Monks were said to have rallied to free two arrested colleagues
Renewed violence has broken out in a Tibetan area of western China, with reports of several injuries.
Xinhua news agency said rioters attacked government offices in Garze, Sichuan province, on Thursday evening, leaving one official seriously hurt.
Tibetan exile groups say security forces fired on crowds of civilians, killing at least eight people.
The violence comes weeks after unrest swept through Tibetan areas and Beijing responded with a security crackdown.
Protests were peaceful initially, but later turned violent and ethnic Chinese were targeted.
Tibetan exile groups say Chinese security forces killed dozens of protesters. Beijing says about 19 people were killed in rioting.
Foreign media organisations cannot report freely from Tibetan areas, so it is difficult to confirm facts from the area.
The latest Xinhua report states that a government official was "attacked and seriously wounded" in the Donggu township at about 2000 (1200 GMT) on Thursday.
China says Tibet was always part of its territory
Tibet enjoyed long periods of autonomy before 20th century
1950: China launched a military assault
Opposition to Chinese rule led to a bloody uprising in 1959
Tibet's spiritual leader the Dalai Lama fled to India
"Local officials exercised restraint during the riot and repeatedly told the rioters to abide by the law," Xinhua quoted an official with the prefectural government as saying.
"Police were forced to fire warning shots and put down the violence," the official added.
A UK-based activist group said eight people had been killed in the incident - including at least three women and one monk.

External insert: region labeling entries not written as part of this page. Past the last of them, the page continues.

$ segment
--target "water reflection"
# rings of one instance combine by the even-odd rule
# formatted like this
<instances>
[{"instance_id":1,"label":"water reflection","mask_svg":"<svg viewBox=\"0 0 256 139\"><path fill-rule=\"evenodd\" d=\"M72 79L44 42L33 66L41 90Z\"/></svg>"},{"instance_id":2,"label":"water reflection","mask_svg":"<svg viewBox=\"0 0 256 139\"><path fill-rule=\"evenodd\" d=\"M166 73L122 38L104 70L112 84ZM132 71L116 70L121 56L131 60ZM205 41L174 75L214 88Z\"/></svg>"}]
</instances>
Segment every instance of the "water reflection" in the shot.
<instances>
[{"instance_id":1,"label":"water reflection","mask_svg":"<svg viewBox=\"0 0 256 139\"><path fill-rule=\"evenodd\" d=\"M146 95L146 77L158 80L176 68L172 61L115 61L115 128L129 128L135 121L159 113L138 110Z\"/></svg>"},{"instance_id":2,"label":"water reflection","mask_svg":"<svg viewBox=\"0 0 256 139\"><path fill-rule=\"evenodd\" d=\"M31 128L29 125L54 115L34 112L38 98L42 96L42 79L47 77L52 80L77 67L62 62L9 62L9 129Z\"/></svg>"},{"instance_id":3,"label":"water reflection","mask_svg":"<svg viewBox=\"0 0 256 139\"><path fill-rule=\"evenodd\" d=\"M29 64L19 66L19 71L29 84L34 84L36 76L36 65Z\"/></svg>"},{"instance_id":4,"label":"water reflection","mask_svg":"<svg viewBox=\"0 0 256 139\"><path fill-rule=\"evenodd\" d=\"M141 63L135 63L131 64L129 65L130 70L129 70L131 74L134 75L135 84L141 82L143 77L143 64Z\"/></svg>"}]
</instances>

Matt Whitticase of the Free Tibet Campaign said Tibetan exiles in India confirmed that monks had marched on government buildings after two of them were arrested for having pictures of their spiritual leader, the Dalai Lama.
More than 350 monks demanded their release and were joined by about 400 lay people, he said.
Security forces opened fire after the demonstration had begun to disperse, he said.
Chinese authorities have repeatedly blamed the Dalai Lama, who lives in exile in India, for stirring up unrest. The Nobel Peace Prize laureate denies the accusations.